Ms Truss and Kwasi Kwarteng, the Chancellor, have been reportedly working on the plans for some time and will announce them on Friday. Although it remains to be seen what the cuts will be exactly, and whether there are plans to improve housing supply to keep up with potential demand, the Prime Minister has made it clear she wishes to keep taxes low in a bid to stimulate growth in the economy.
Currently, stamp duty is payable on residential property purchases above certain thresholds, with a tiered system depending on the value of the house.
Expert Opinion“SDLT is a bad tax that inhibits the market and is excessively complex and unfair. There are not many levers available to the Government right now, but this is a good one to pull. From what we know so far, this is likely to stimulate confidence and activity in the market, both of which are needed in order to help people secure the accommodation that is right for them, and to help prevent further backsliding of the economy. We eagerly await the detail as the industry as a whole was not expecting this, and requires certainty as to exactly what is proposed and how it will affect current transactions, as soon as possible.”

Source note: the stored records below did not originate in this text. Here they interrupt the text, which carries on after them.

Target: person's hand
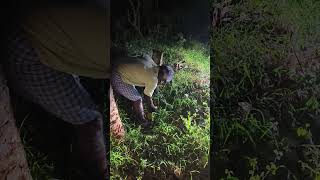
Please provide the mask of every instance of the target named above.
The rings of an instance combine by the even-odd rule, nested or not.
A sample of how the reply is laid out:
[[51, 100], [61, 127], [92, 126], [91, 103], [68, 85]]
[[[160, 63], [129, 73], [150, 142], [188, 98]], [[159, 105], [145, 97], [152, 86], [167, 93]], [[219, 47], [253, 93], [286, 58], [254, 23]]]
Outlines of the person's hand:
[[148, 105], [151, 112], [156, 112], [158, 110], [158, 106], [153, 103], [152, 99], [150, 99], [150, 103], [148, 103]]
[[158, 110], [158, 106], [155, 106], [155, 105], [150, 106], [150, 110], [151, 112], [156, 112]]

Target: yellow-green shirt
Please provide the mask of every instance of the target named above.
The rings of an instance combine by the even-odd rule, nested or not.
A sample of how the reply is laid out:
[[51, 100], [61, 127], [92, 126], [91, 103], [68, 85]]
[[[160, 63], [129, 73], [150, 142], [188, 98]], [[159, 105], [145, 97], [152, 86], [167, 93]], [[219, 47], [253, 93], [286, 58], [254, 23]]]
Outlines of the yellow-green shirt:
[[23, 23], [43, 64], [98, 79], [110, 77], [109, 27], [105, 9], [81, 3], [42, 6]]
[[117, 59], [116, 71], [123, 82], [145, 87], [144, 94], [151, 97], [158, 85], [159, 66], [151, 58], [126, 57]]

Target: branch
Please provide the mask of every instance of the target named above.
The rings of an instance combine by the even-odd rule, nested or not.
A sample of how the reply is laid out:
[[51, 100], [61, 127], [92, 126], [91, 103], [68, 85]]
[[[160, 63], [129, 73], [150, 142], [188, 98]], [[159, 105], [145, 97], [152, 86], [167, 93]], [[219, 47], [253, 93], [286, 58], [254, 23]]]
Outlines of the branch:
[[138, 32], [140, 36], [143, 36], [141, 33], [140, 26], [140, 0], [137, 0], [137, 6], [134, 5], [132, 0], [129, 0], [129, 3], [131, 5], [131, 13], [130, 10], [128, 10], [128, 22]]

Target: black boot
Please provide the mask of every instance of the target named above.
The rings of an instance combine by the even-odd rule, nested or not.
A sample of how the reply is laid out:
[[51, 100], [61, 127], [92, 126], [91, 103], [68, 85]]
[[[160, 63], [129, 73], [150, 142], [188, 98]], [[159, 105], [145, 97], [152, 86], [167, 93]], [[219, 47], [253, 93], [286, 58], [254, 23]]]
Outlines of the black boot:
[[158, 107], [153, 104], [153, 100], [151, 97], [144, 96], [144, 99], [146, 100], [149, 112], [156, 112], [158, 110]]
[[75, 147], [82, 179], [108, 179], [107, 154], [104, 144], [102, 119], [75, 125]]
[[141, 126], [143, 128], [150, 127], [151, 122], [146, 120], [146, 118], [145, 118], [142, 99], [140, 99], [138, 101], [133, 101], [133, 111], [135, 114], [135, 118], [141, 124]]

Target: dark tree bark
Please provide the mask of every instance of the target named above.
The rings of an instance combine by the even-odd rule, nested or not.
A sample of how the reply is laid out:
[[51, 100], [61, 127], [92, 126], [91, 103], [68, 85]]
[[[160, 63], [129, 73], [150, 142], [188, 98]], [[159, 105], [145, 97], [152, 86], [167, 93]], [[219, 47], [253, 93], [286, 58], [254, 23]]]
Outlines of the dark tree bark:
[[0, 66], [0, 180], [31, 180], [26, 154], [15, 125], [9, 90]]

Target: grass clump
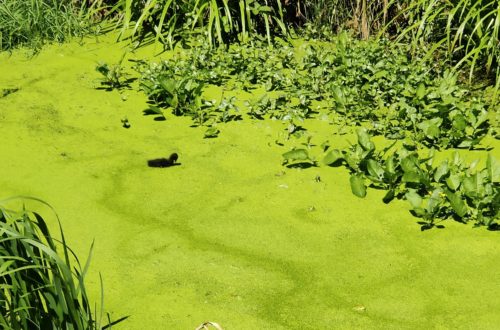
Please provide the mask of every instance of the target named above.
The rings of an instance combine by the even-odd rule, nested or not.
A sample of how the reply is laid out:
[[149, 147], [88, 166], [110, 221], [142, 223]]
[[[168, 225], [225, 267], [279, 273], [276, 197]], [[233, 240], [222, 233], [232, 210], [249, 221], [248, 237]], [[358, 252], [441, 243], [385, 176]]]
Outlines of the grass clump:
[[40, 214], [0, 205], [3, 329], [104, 329], [116, 323], [101, 327], [94, 318], [84, 285], [90, 258], [82, 269], [59, 229], [61, 240], [51, 236]]
[[71, 0], [0, 0], [0, 51], [16, 46], [38, 50], [88, 32], [85, 5]]

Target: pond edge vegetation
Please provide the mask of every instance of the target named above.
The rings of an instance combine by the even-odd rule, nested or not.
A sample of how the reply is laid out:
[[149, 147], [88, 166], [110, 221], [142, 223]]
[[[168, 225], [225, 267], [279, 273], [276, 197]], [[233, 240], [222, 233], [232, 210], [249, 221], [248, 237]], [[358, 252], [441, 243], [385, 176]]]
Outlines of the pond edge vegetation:
[[[6, 204], [23, 201], [22, 210]], [[40, 203], [53, 211], [61, 239], [50, 234], [44, 218], [28, 211], [24, 202]], [[109, 329], [127, 317], [102, 325], [90, 304], [84, 279], [93, 243], [82, 267], [67, 245], [59, 217], [46, 202], [26, 196], [0, 201], [0, 325], [8, 329]], [[61, 254], [62, 252], [62, 254]], [[101, 278], [101, 308], [104, 297]], [[95, 308], [95, 309], [94, 309]]]

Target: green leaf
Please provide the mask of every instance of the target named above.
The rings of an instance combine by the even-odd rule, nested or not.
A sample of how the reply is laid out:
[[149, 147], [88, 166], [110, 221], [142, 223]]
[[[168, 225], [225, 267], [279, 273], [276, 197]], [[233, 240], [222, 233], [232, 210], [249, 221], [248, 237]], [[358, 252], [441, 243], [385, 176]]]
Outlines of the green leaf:
[[447, 175], [449, 172], [448, 161], [443, 161], [438, 168], [436, 168], [436, 172], [434, 172], [434, 181], [439, 182], [442, 177]]
[[486, 159], [486, 169], [488, 171], [488, 176], [491, 182], [500, 182], [500, 164], [491, 154], [488, 154]]
[[445, 190], [446, 197], [450, 202], [453, 211], [460, 217], [463, 218], [467, 214], [467, 206], [459, 192], [452, 192], [448, 189]]
[[465, 121], [465, 117], [461, 114], [453, 117], [453, 128], [457, 131], [463, 131], [467, 127], [467, 122]]
[[416, 163], [415, 156], [413, 155], [404, 157], [401, 160], [401, 168], [403, 169], [403, 172], [418, 172], [420, 169]]
[[394, 199], [395, 194], [396, 194], [396, 192], [394, 191], [394, 189], [389, 189], [387, 191], [387, 193], [385, 194], [384, 198], [382, 198], [382, 201], [385, 204], [389, 203], [390, 201], [392, 201]]
[[349, 168], [351, 168], [353, 170], [357, 170], [359, 168], [359, 161], [360, 161], [360, 159], [356, 155], [355, 152], [348, 151], [344, 155], [344, 159], [347, 162], [347, 165], [348, 165]]
[[396, 174], [396, 164], [394, 162], [394, 155], [391, 155], [385, 161], [385, 170], [390, 174]]
[[436, 139], [441, 135], [441, 131], [439, 126], [442, 124], [441, 118], [433, 118], [429, 120], [425, 120], [417, 125], [427, 137]]
[[371, 176], [379, 180], [382, 180], [382, 178], [384, 177], [384, 169], [378, 162], [373, 159], [368, 160], [367, 169], [368, 173], [370, 173]]
[[160, 86], [166, 90], [169, 94], [174, 94], [176, 90], [176, 84], [174, 79], [168, 79], [166, 77], [159, 77], [158, 82]]
[[360, 198], [364, 198], [366, 196], [366, 186], [363, 175], [353, 174], [349, 181], [351, 182], [352, 193]]
[[435, 213], [439, 206], [441, 205], [441, 195], [443, 194], [443, 190], [441, 188], [436, 188], [432, 194], [431, 197], [427, 199], [427, 207], [426, 210], [428, 213], [433, 214]]
[[484, 193], [482, 176], [478, 173], [464, 178], [462, 188], [465, 195], [469, 197], [479, 197]]
[[360, 128], [357, 131], [358, 135], [358, 143], [363, 147], [365, 150], [374, 150], [375, 149], [375, 144], [370, 140], [370, 135], [368, 134], [368, 131], [366, 128]]
[[205, 131], [204, 138], [209, 139], [209, 138], [215, 138], [219, 135], [220, 131], [216, 127], [209, 127]]
[[325, 163], [326, 165], [332, 165], [342, 159], [344, 159], [344, 155], [342, 154], [342, 152], [337, 149], [333, 149], [326, 154], [325, 158], [323, 159], [323, 163]]
[[309, 153], [306, 149], [293, 149], [283, 154], [286, 161], [309, 160]]
[[387, 70], [381, 70], [381, 71], [377, 72], [376, 74], [374, 74], [371, 79], [376, 80], [376, 79], [380, 79], [382, 77], [385, 77], [387, 75], [389, 75], [389, 72], [387, 72]]
[[460, 187], [460, 176], [458, 174], [451, 174], [447, 179], [446, 179], [446, 185], [448, 188], [451, 190], [457, 190], [458, 187]]
[[417, 88], [417, 97], [419, 99], [423, 99], [425, 94], [426, 94], [426, 90], [425, 90], [425, 85], [423, 83], [420, 83], [418, 84], [418, 88]]
[[422, 197], [414, 189], [409, 189], [405, 194], [405, 198], [410, 202], [412, 208], [422, 207]]
[[401, 180], [409, 183], [420, 183], [421, 175], [419, 172], [405, 172]]

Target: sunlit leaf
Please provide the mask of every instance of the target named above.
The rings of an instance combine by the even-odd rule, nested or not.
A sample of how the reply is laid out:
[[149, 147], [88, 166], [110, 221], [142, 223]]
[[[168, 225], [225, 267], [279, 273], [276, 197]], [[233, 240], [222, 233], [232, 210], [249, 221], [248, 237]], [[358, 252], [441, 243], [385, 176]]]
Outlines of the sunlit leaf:
[[361, 174], [351, 175], [351, 191], [355, 196], [364, 198], [366, 196], [365, 180]]

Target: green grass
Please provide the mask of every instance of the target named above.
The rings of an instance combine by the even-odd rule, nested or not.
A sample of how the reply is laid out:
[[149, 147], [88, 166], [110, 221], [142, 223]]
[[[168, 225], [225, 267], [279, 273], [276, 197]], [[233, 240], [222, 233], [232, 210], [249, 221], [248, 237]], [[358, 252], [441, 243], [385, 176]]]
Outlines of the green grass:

“Clearly however this is still just a timely intervention during somewhat critical circumstances. The overall position with regard to a terrible lack of housing supply, high energy costs, environmentally poor housing stock and the need for a stable, well-funded planning system remain key issues that it is vital the Government now moves to the top of their agenda.” Jeremy Raj - Partner
Fridays mini budget is expected to announce further tax cuts including a commitment to withdraw the National Insurance Contribution (NIC) increase for the Health and Social Care Levy, benefitting those in employment, including substantially greater benefits for those earning the most.